Journalists Must Remain Adversarial

08/11/2020

Wow. Biden managed to pull this off, pending very unlikely wild shifts in multiple recounts or some kind of unexpected coup. Joe Biden is now named as President-elect, and Donald Trump will go down in history as a one-term impeached President, one whose legacy will likely remain for decades given his staggeringly high vote count. However, while celebratory gestures for Trump’s defeat are understandable, it is a mistake to become complacent just because the Democrats, the “adults”, as some outlets and commentators have put it, are making a comeback.

In June of last year, I predicted that the DNC would shaft Bernie Sanders again in favour of Joe Biden. As I thought, the Democratic Party sceptics did not appreciate this, the general base touted him as a “return to normalcy”, and overall, the party did not really change its tune. They’re still heavily corporate, very quiet on foreign policy, lacklustre on healthcare and climate change, keeping the Black Lives Matter demands at arm’s length.

I also predicted Trump would win. So confident in my tragic assumption, I even reposted the piece a few days ago, before key States began swinging blue, because it really did not look like Biden could keep his lead at the time. As Arizona, Michigan, Georgia, and Pennsylvania started turning, that dismay became a slowly growing hope. Now the election has essentially been called, if awaiting final numbers, I can happily say my “doomer” approach to the election was wrong.

Just.

My “doomer” approach to the future of our species and politics is still very much alive and disheartening. Joe Biden has been elected, but over 70 million people voted for Trump. 70 million people either looked at Biden and said no, I’m voting the other guy, or (worse) looked at Trump and said they wanted four more years of his regime. Trump might be out of the White House come January, but he will absolutely remain a public figure, and almost half the population of the US – with the Republican Party showing its true death cult colours – will ensure his legacy lives on well beyond this election.

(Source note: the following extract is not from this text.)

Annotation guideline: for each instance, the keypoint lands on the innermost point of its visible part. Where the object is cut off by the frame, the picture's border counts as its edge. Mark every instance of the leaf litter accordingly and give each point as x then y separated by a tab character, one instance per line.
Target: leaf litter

The Supreme Court is stacked 6-3 to the “conservative” (again, I say it often, these labels have no meaning) side. It looks like the Senate may not get flipped, so either the Republicans will repeat the latter half of Obama’s presidency by blocking everything the Democrats try to do or at least keep it at a stalemate. Conspiracy, whether it be the voter fraud accusations or insane QAnon beliefs, have become mainstream among much of the Republican base. COVID-19, economic devastation, international tensions, and climate concerns have all run rampant under Trump, so Biden will have to face these problems within a rather hostile environment.

And on the flip side to that – the US just elected Joe Biden.

Pretty fucking cringe, bro.

Ok, so maybe Biden is not the leader of a death cult, but he isn’t as cool as the “right-wing” media portrays him. He’s no “socialist revolutionary”, and as I mentioned above, the Democrats are a disappointing “opposition” at best. Now that the old and white corporate hack has won, it is time to turn our attention to shifting the fight towards him. They removed Trump, now it is time to remove the stain he’s left and the system that produced and enabled him. That will be a long and tiresome struggle, but one America and the world will have to endure for the sake of mere survival.

Part of this will be crashing down the media. While not always on the ball, still omitting or obscuring certain things, the media has done a fairly good job at calling out Donald Trump and his Administration’s lies, hypocrisies, and corruption. There was actually some decent investigative work done, and journalists were actually adversarial – again, imperfectly, but more so than usual. It has been irksome, then, to see so many people, including journalists, who are celebrating Biden’s victory by seemingly resorting to the old complacency.

We are constantly told that COVID-19 and Trump has heralded the “new normal”, alongside insistent cries for a “return to normalcy” under Biden. Problem is, we are stuck with this new normal, and even if we weren’t, the old normal was not exactly great to begin with – those relieved by a Biden win, saying we can relax, finally breathe, quite alarmingly suggesting we can “ignore” the daily deeds of the government now Biden is here, are foolish. They are people who were likely never affected by Trump’s America, by the system itself, but were simply repulsed by how bare Trump exposed it to be.

To me, that is scary. Joe Biden’s track record is not good, at all, with war criminal being no small part of that. The idea that we can take a seat and let things go back is absurd – America hasn’t fixed anything, they just stalled the process of making it exponentially worse. Journalists in particular need to retain their vigour and scrutiny in the wake of a Biden victory. All the talk of healing, of unity, of progress, won’t just happen overnight, and it won’t happen under a Biden presidency. People, now more than ever, need to be seriously informed about what is happening. People need to realise that Trump was not an anomaly, but a part of the machine that runs their country and, to a slowly dwindling extent, the global system too.

Journalists are supposed to shine a light on the excesses of power; as the billionaire-owned Washington Post so smugly tells us, “democracy dies in darkness”. If these mainstream outlets, from the New York Times and Washington Post, to the Guardian and Fairfax, etc. want to rebuild and maintain their credibility, they need to do more.

They need to keep up the adversarial attitude towards all leaders, not just the open despots.